Bautista Creek is a tributary of the San Jacinto River in Riverside County, California. The creek's headwaters are in the San Bernardino National Forest, north of Anza, California, in the San Jacinto Mountains. Near the creek's headwaters are the sites of several former Cahuilla villages.

As it flows down out of the mountains, the creek passes through Bautista Canyon. Juan Bautista de Anza passed through the canyon in 1774 and 1776 on his way from Nogales, Mexico to San Francisco. The creek also passes the Bautista Conservation Camp, part of the California Conservation Camp Program.
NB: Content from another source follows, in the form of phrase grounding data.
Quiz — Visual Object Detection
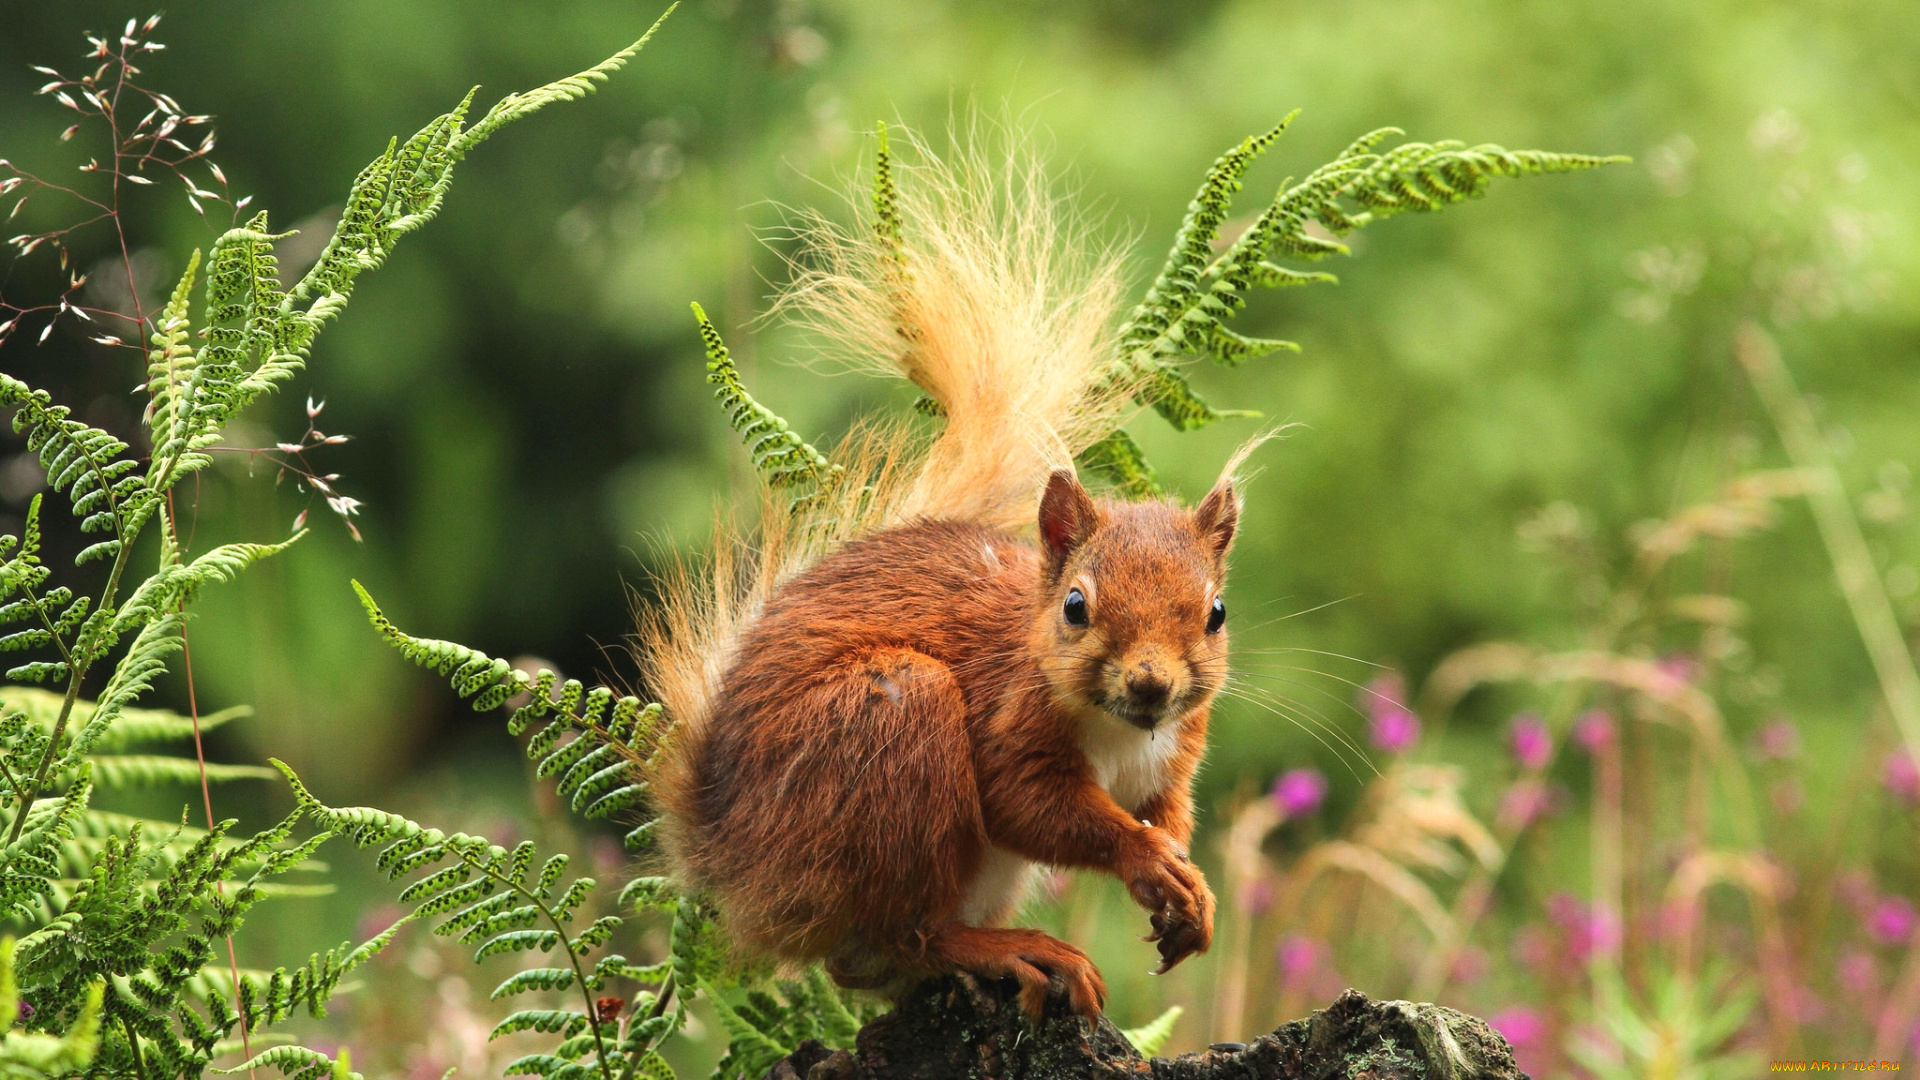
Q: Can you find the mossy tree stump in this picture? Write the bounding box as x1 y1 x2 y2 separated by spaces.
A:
768 976 1527 1080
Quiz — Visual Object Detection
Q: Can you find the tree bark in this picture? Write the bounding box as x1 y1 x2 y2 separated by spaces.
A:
767 976 1527 1080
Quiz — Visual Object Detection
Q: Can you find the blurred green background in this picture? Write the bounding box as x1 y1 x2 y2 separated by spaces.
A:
2 0 1917 1064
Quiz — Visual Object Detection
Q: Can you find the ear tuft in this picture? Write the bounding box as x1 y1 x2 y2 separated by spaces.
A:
1194 479 1239 558
1038 469 1098 565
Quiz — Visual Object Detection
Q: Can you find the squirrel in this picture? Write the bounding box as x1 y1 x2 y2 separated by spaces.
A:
644 127 1256 1020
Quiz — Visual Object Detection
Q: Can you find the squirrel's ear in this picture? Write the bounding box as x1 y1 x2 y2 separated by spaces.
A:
1194 479 1240 559
1039 469 1097 566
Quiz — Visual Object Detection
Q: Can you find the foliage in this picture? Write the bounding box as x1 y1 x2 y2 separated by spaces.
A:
690 303 841 511
1567 968 1760 1080
1078 122 1624 493
0 14 675 1079
1119 1006 1183 1057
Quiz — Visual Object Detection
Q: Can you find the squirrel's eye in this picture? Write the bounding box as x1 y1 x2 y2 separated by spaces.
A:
1206 596 1226 634
1063 588 1089 627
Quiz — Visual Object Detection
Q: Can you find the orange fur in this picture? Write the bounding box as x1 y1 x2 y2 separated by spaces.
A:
643 127 1249 1019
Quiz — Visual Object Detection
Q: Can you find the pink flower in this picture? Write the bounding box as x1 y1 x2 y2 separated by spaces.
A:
1361 670 1421 753
1573 709 1615 753
1500 780 1551 828
1837 950 1878 997
1487 1007 1545 1049
1509 712 1552 770
1869 896 1917 945
1756 718 1800 760
1361 671 1408 716
1271 768 1329 816
1451 947 1490 985
1885 751 1920 805
1654 654 1696 692
1370 708 1421 753
1548 893 1621 961
1276 935 1324 985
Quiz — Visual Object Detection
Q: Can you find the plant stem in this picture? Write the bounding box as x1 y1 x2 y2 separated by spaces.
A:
616 975 677 1080
121 1014 152 1080
5 536 135 845
465 848 615 1080
1733 323 1920 778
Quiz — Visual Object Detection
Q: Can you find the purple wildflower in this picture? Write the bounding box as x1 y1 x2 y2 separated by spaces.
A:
1548 893 1621 961
1869 896 1917 945
1837 950 1878 997
1654 654 1696 692
1509 712 1552 770
1271 768 1329 817
1276 935 1323 985
1884 751 1920 805
1486 1007 1544 1049
1756 718 1800 760
1361 670 1422 753
1370 708 1420 753
1450 947 1490 985
1500 780 1551 828
1572 709 1615 753
14 999 30 1023
1361 671 1408 716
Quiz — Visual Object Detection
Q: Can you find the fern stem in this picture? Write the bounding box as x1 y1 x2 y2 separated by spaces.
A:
120 1014 152 1080
13 581 73 668
539 888 615 1080
179 606 257 1075
457 846 616 1080
5 531 136 844
621 972 676 1080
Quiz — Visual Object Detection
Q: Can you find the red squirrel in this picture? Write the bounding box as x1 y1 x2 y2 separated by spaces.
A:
647 128 1247 1019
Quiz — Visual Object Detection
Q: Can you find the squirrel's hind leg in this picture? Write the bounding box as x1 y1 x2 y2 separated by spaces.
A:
702 647 984 963
920 924 1106 1019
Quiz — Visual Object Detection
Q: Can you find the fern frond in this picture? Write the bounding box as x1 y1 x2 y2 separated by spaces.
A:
221 1044 361 1080
455 6 677 155
0 940 100 1079
79 756 275 787
1075 429 1159 498
351 582 665 832
0 375 154 553
493 967 575 1000
1120 1005 1183 1056
690 302 842 500
143 250 201 470
1103 118 1623 474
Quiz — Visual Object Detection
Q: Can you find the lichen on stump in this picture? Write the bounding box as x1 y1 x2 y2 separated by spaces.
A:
767 976 1527 1080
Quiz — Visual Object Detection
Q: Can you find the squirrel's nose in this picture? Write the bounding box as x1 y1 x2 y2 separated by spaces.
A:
1124 668 1172 707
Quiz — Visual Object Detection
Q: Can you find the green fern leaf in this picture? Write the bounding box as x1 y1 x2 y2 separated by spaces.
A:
492 1010 591 1040
1075 430 1158 499
691 302 842 499
474 928 560 961
493 967 575 1000
1120 1005 1183 1056
455 7 677 155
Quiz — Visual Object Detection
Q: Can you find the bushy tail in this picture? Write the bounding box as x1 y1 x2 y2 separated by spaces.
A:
642 122 1132 879
776 122 1135 532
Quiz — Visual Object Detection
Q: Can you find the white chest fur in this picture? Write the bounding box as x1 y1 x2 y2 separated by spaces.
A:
1077 709 1183 815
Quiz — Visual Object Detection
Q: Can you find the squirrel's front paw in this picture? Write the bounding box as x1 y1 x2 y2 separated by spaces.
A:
1121 829 1215 974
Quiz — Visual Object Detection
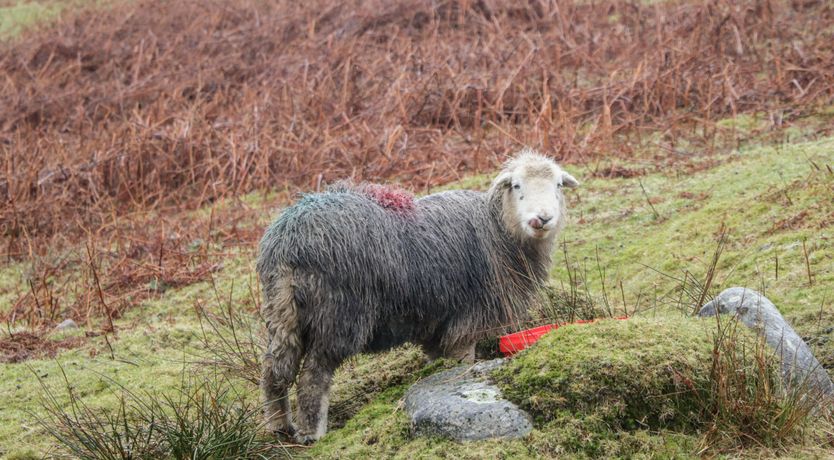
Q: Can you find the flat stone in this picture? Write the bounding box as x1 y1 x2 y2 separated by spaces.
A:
404 359 532 441
699 287 834 397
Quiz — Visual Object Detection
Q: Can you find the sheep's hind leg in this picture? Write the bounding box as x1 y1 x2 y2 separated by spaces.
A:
294 355 338 444
261 268 303 439
421 339 476 363
446 341 476 363
262 333 303 439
Upon leaving the canyon, the creek is channelized as it runs northwest toward Valle Vista. At State Route 74, it becomes part of the San Jacinto River/Bautista Creek Levee System managed by the U.S. Army Corps of Engineers. The creek finally joins the San Jacinto River just north of Valle Vista and south of the Soboba Reservation.

==Ecological importance==
Riparian habitat along the creek supports many endangered species, including the arroyo toad, Quino checkerspot butterflies, the San Bernardino kangaroo rat, and the slender-horned spineflower, which range is limited to less than 50 acre combined in the Cleveland National Forest and San Bernardino National Forest. An additional fourteen U.S Forest Service sensitive species are present in the area.

==National Wild and Scenic River designation==
Since 2009, the creek's entire 9.8 mi length through San Bernardino National Forest has been designated a Wild and Scenic River under the recreation classification.